The many levels pairing Hamiltonian for two pairs

We address the problem of two pairs of fermions living on an arbitrary number of single-particle levels of a potential well (mean field) and interacting through a pairing force in the framework of the Richardson equations. The associated solutions are classified in terms of a number v_l, which reduces to the seniority v in the limit of a large pairing strength G and yields the number of pairs not developing a collective behaviour, their energy remaining finite in the G limit.

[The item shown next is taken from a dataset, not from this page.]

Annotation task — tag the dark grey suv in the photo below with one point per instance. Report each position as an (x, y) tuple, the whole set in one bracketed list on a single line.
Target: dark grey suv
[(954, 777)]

We express analytically, through the moments of the single-particle levels distribution, the collective mode energy and the two critical values G_cr⁺ and G_cr^- of the coupling which can exist on a single-particle level with no pair degeneracy. Notably G_cr⁺ and G_cr^-, when the number of single particle levels goes to infinity, merge into the critical coupling of a one-pair system G_cr (when it exists), which is not envisioned by the Richardson theory. In correspondence of G_cr, the system undergoes a transition from a mean-field- to a pairing-dominated regime. We finally explore the behaviour of the excitation energies, wave functions and pair transfer amplitudes versus G finding out that the former, for G > G_cr^-, come close to the BCS predictions, whereas the latter display a divergence at G_cr, signaling the onset of a long-range off-diagonal order in the system.